Updated Air-Shower $X_{\rm max}$ Moment Parametrizations for UHECR Composition with Latest Hadronic Interaction Models

TL;DR

This paper provides updated, accurate parametrizations of the first two moments and distributions of $X_{max}$ for ultra-high-energy cosmic ray air showers, using state-of-the-art hadronic models to improve composition inference.

Contribution

It introduces new parametrizations of $X_{max}$ moments and distributions for multiple hadronic models, enhancing precision in UHECR composition analysis.

Findings

Residuals are within a few g/cm$^2$ for mean $X_{max}$.

Variance residuals are within a few (g/cm$^2$)$^2$.

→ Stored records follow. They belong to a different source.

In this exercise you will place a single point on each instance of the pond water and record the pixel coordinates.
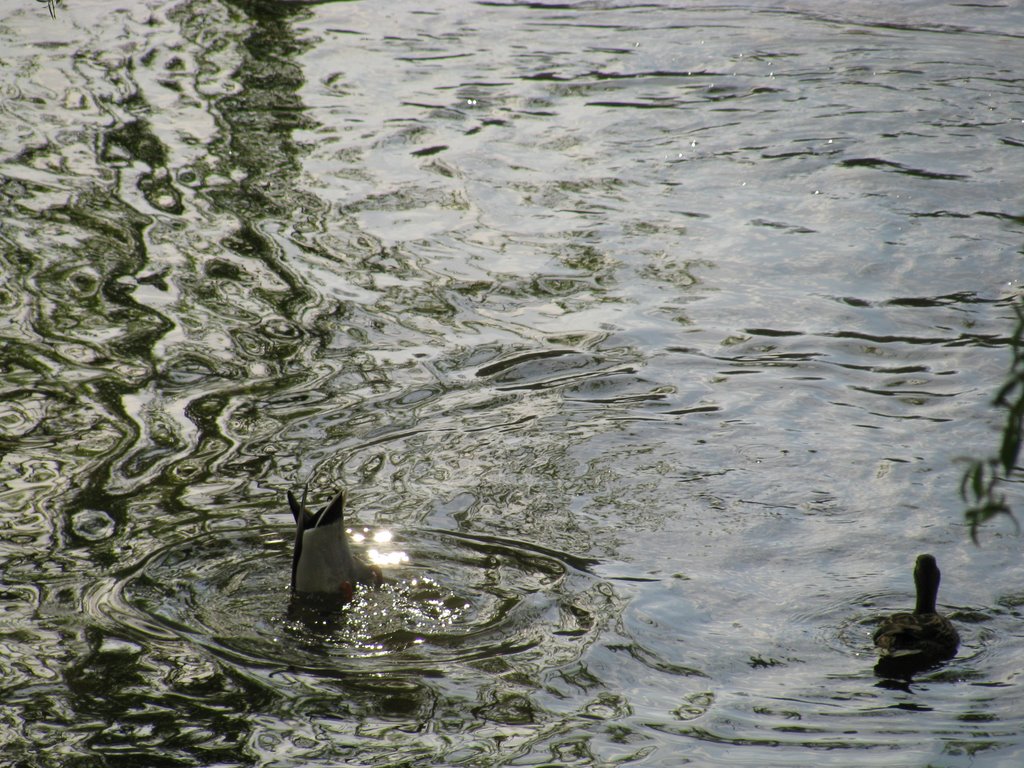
(648, 339)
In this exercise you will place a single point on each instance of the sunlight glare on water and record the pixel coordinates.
(649, 343)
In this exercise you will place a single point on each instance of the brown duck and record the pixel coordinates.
(323, 563)
(912, 642)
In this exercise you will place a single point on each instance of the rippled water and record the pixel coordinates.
(653, 337)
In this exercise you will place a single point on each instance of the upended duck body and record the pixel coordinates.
(323, 563)
(912, 642)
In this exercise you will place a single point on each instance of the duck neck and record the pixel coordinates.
(928, 591)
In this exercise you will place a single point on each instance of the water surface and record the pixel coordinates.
(654, 337)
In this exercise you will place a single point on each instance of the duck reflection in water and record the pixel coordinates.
(909, 643)
(325, 571)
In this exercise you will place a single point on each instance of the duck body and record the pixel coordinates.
(912, 642)
(323, 563)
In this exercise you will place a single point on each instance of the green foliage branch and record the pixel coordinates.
(980, 485)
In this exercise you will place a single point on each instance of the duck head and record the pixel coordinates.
(323, 563)
(926, 580)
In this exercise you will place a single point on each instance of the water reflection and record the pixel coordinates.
(646, 339)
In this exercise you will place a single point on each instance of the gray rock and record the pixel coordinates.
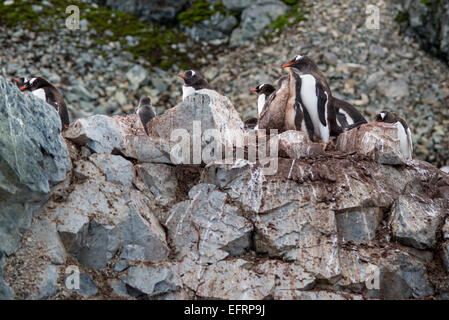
(161, 180)
(254, 20)
(100, 133)
(377, 140)
(296, 145)
(197, 116)
(116, 169)
(445, 255)
(415, 221)
(396, 89)
(208, 226)
(153, 280)
(233, 280)
(87, 286)
(359, 224)
(33, 158)
(136, 76)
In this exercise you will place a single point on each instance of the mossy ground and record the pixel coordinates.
(155, 43)
(296, 14)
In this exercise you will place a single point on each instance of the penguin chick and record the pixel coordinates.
(404, 133)
(145, 112)
(20, 81)
(263, 90)
(44, 90)
(348, 117)
(273, 113)
(193, 81)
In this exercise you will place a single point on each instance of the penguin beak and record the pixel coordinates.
(288, 64)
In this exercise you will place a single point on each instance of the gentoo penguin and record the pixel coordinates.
(315, 97)
(145, 112)
(404, 133)
(273, 112)
(250, 123)
(264, 90)
(193, 81)
(348, 117)
(44, 90)
(20, 81)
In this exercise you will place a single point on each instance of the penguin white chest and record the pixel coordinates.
(310, 101)
(40, 93)
(187, 91)
(405, 140)
(260, 103)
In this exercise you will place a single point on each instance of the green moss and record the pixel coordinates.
(202, 10)
(155, 43)
(296, 14)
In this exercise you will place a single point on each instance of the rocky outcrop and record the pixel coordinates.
(338, 224)
(428, 23)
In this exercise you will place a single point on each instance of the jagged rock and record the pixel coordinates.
(115, 168)
(295, 233)
(234, 280)
(376, 140)
(296, 145)
(207, 225)
(192, 119)
(402, 277)
(87, 286)
(153, 279)
(121, 218)
(359, 224)
(415, 221)
(161, 180)
(255, 18)
(33, 158)
(428, 23)
(445, 255)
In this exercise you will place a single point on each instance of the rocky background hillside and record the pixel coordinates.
(356, 222)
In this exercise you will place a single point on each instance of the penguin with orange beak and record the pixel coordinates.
(315, 97)
(44, 90)
(193, 82)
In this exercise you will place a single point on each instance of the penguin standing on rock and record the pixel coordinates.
(404, 133)
(145, 112)
(44, 90)
(264, 91)
(273, 112)
(348, 117)
(314, 95)
(193, 81)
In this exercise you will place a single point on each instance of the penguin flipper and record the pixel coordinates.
(322, 102)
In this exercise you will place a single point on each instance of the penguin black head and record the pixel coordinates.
(34, 84)
(193, 78)
(302, 63)
(264, 88)
(20, 81)
(387, 116)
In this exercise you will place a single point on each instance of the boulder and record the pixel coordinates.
(415, 221)
(33, 158)
(255, 18)
(207, 124)
(153, 279)
(376, 140)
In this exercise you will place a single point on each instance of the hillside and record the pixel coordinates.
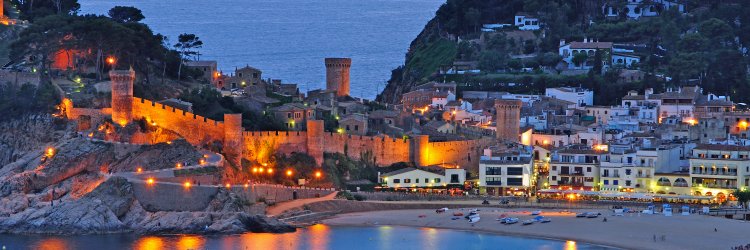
(677, 43)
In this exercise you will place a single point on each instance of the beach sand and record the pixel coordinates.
(632, 231)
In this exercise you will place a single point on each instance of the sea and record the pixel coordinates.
(317, 237)
(289, 39)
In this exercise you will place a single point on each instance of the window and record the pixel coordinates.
(515, 181)
(493, 171)
(454, 178)
(515, 171)
(493, 181)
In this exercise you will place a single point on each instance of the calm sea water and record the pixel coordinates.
(315, 237)
(288, 39)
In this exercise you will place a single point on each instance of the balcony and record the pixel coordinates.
(573, 184)
(715, 186)
(572, 173)
(715, 172)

Parametrizations are suitable for precision UHECR studies.

Abstract

The mass composition of ultra-high-energy cosmic rays (UHECRs) is commonly inferred from the first two moments of the depth of shower maximum, $X_{\rm max}$, measured by fluorescence and hybrid detectors. Such analyses require fast and accurate mappings between the moments of $X_{\rm max}$ and those of the logarithmic mass, $\ln A$, based on realistic air-shower simulations. In this work we provide updated parametrizations of the $X_{\rm max}$ moments and distributions for air showers initiated by nuclei from proton to iron, simulated with CONEX for three state-of-the-art hadronic interaction models: Epos LHC-R, Sibyll 2.3e, and QGSJet-III-01. We parametrize the mean depth $\langle X_{\rm max}\rangle$ and the variance $\sigma^2(X_{\rm max})$ as functions of energy and mass. For the variance we compare a second-order polynomial model with an exponential model. In addition, we model the full $X_{\rm max}$ distributions with a three-parameter generalized Gumbel function. The Gumbel parameters are fitted using an unbinned likelihood and are validated by comparing the implied mean and variance with the raw CONEX samples and with the moment parametrizations. Across the full energy range considered, residuals between the parametrizations (or the Gumbel representation) and the simulations are at the level of a few g cm$^{-2}$ for the mean and a few (g cm$^{-2}$)$^2$ for the variance, making these parametrizations suitable for precision UHECR composition studies and forward-folding analyses of $X_{\rm max}$ distributions.